Let us also remember that it is not just a choice between heating and eating, because it goes beyond that. It is the person who wants to charge up and power their phone—we need a phone to live these days—because they want to be contactable for employment. It is the mother who wants to wash the clothes so her kids can go smart to school, even if the clothes had to be bought in a charity shop. It is the child who has been given an iPad because he comes from a deprived area and they want to try to level up, and his mum cannot put the power on. It is the person on dialysis who is sitting having to keep themselves alive and making the choice, if they keep their power on, about what they will not spend upon instead.
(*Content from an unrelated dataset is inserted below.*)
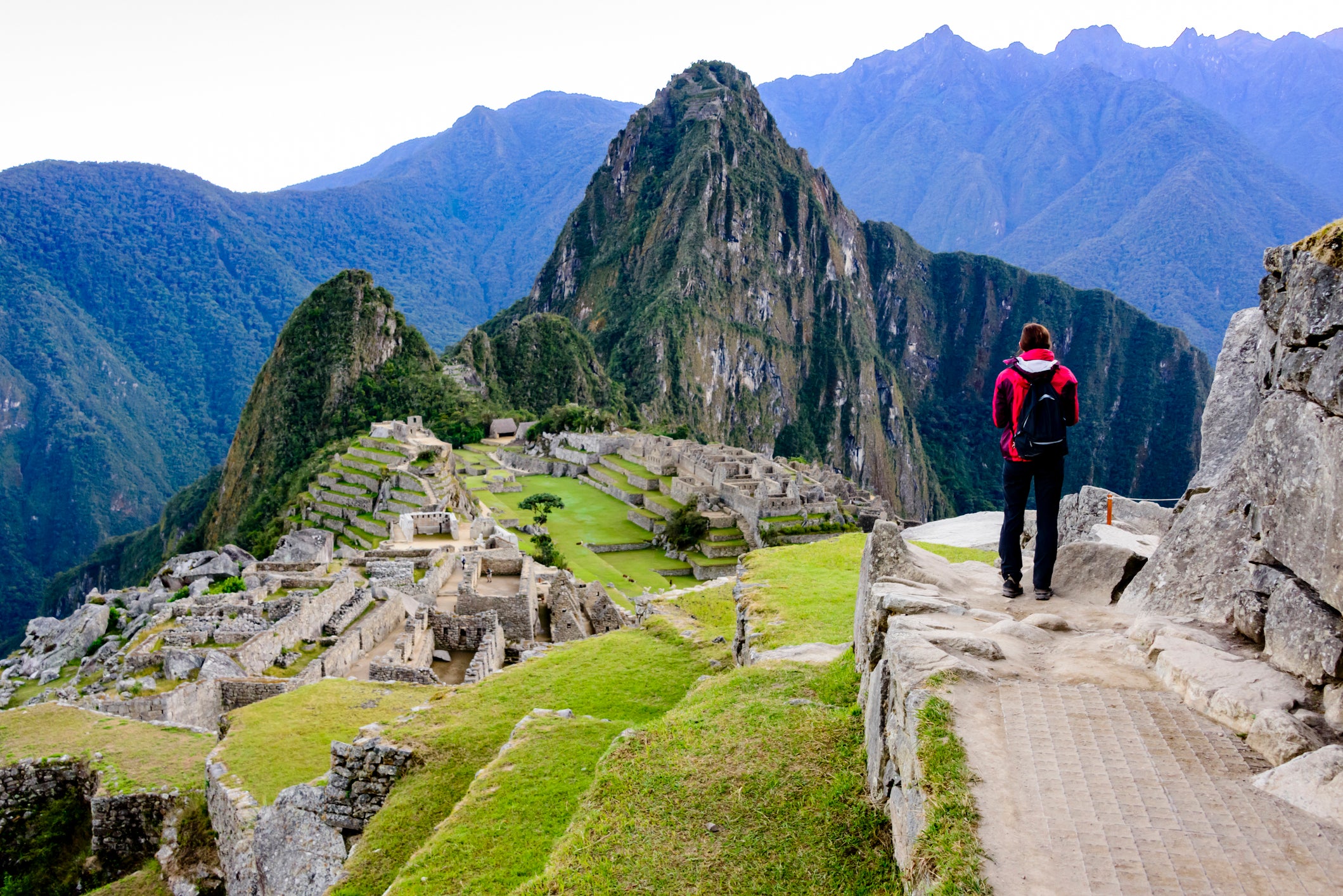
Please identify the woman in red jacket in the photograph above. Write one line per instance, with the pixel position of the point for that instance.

That is the situation. Yes, there are things that have to be done that cost money, but there are other things that are remarkably cheap. What about unregulated fuel? We have seen the costs of electricity and gas rise, but what about liquefied petroleum gas, heating oil and biomass? Some 7% of Scots are on unregulated fuel. Why can that not be regulated and at least capped when a cap is imposed? Everybody knows the costs of heating oil have gone up far more than the costs of electricity and gas, and those people have been left behind.
What about prepay meters? We have the ignominy in our country that those who have the least pay the most. Those who are dependent upon prepay meters are not simply those who are there by choice; many of them have no alternative because their private landlord insists upon it. Yet they pay a higher tariff and higher standing charges, and there is no reason for that. That is not a technical decision forced by the complexity of metering. It comes about because the Government will not direct Ofgem to enforce a change. The companies could change it.
Equally, as my friend the hon. Member for Ceredigion (Ben Lake) said, it is time now for a social tariff and a disability tariff. Other countries do that—Belgium does it, and Portugal and Spain have actions so that those who have least are protected. That means that those who have more, such as myself and other Members here, might have to pay a slightly higher rate, but indeed that can be done, as well as having money coming in from a windfall tax. This is not a situation we find ourselves in by accident. It is a political decision and it has to change.